[mod_cluster-issues] [JBoss JIRA] Commented: (MODCLUSTER-66) HAModClusterService needs to handle cluster splits

Wed Aug 5 10:50:29 EDT 2009

    [ https://jira.jboss.org/jira/browse/MODCLUSTER-66?page=com.atlassian.jira.plugin.system.issuetabpanels:comment-tabpanel&focusedCommentId=12479051#action_12479051 ] 

Bela Ban commented on MODCLUSTER-66:
------------------------------------

I wanted to reiterate the importance of [1] for the next release of mod-cluster.

I'm constantly running into this when I deploy httpd/mod-cluster and JBoss 5.1.0 on Amazon's EC2 cloud. The easy way to stop an instance (OS + JBoss) on EC2 is to 'terminate' it via the AWS Console, which shuts down the OS ("shutdown -h now").

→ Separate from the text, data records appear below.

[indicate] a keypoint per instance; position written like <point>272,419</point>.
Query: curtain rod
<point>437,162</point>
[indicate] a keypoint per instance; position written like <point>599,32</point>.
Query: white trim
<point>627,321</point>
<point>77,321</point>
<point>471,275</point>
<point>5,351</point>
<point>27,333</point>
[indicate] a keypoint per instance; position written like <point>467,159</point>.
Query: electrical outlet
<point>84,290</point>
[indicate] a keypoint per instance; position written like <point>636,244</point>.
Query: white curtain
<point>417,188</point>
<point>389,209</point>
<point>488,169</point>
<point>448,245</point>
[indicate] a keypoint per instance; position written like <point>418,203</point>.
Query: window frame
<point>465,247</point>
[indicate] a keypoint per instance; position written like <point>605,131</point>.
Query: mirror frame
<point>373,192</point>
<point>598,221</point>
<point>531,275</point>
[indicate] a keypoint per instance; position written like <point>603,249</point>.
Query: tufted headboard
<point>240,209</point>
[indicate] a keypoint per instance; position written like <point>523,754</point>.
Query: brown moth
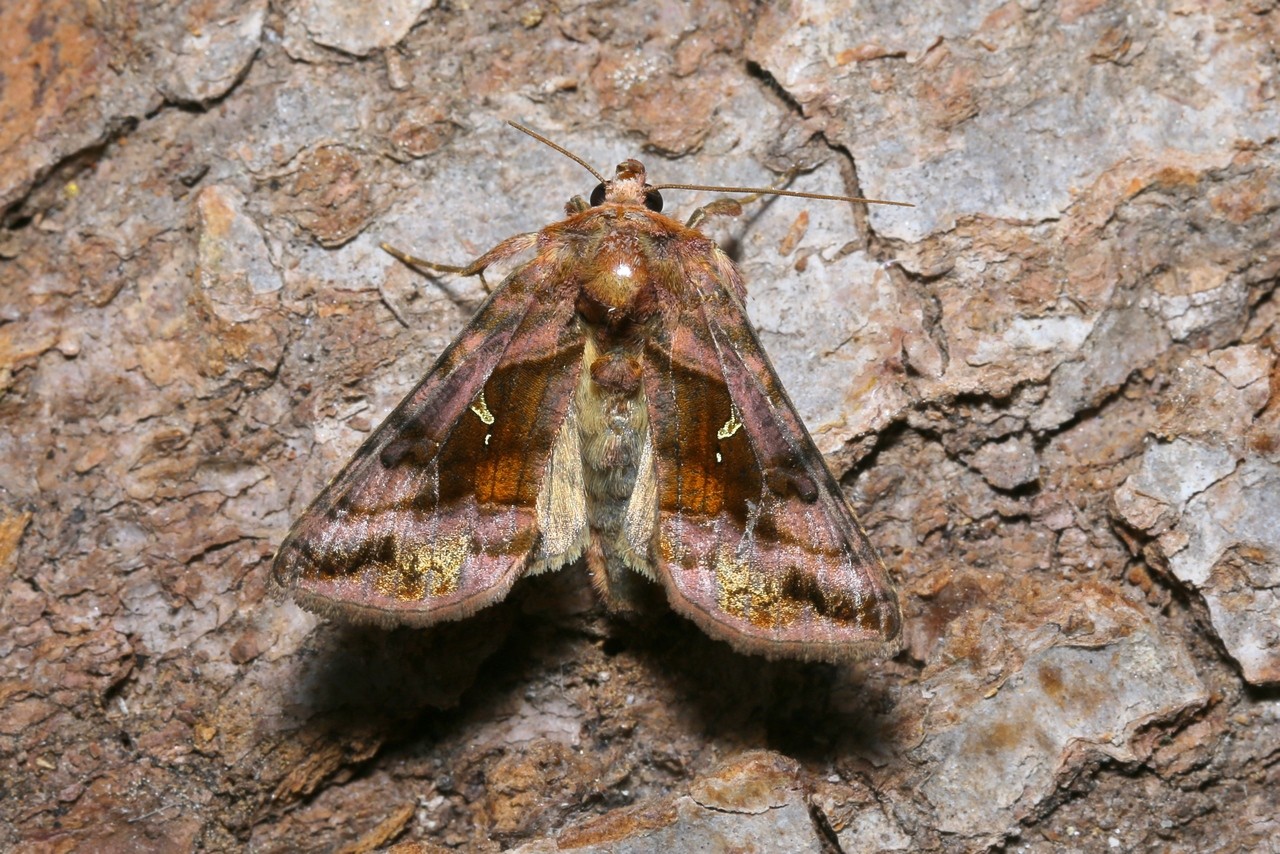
<point>609,400</point>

Unfortunately, our AMIs only had an S98jboss in /etc/rc4.d for starting JBoss, but no corresponding K98jboss for stopping it *gracefully* on shutdown. Therefore the process was always killed via -9.

This caused very long timeouts and 5XX HTTP responses, until httd/mod-cluster finally figured out that the worker crashed and failed over to a different worker.

As a workaround, I created a K98jboss link so now JBoss is shut down gracefully when the host is terminated.

However, I figure we can get into this situation in many different ways, e.g.

    * Not providing a K98jboss script on EC2
    * Killing JBoss with -9 via a script (I've seen this many more than once
    * Pulling a blade out of the rack. A crude way of shutting down an instance, but that's normal in large clusters !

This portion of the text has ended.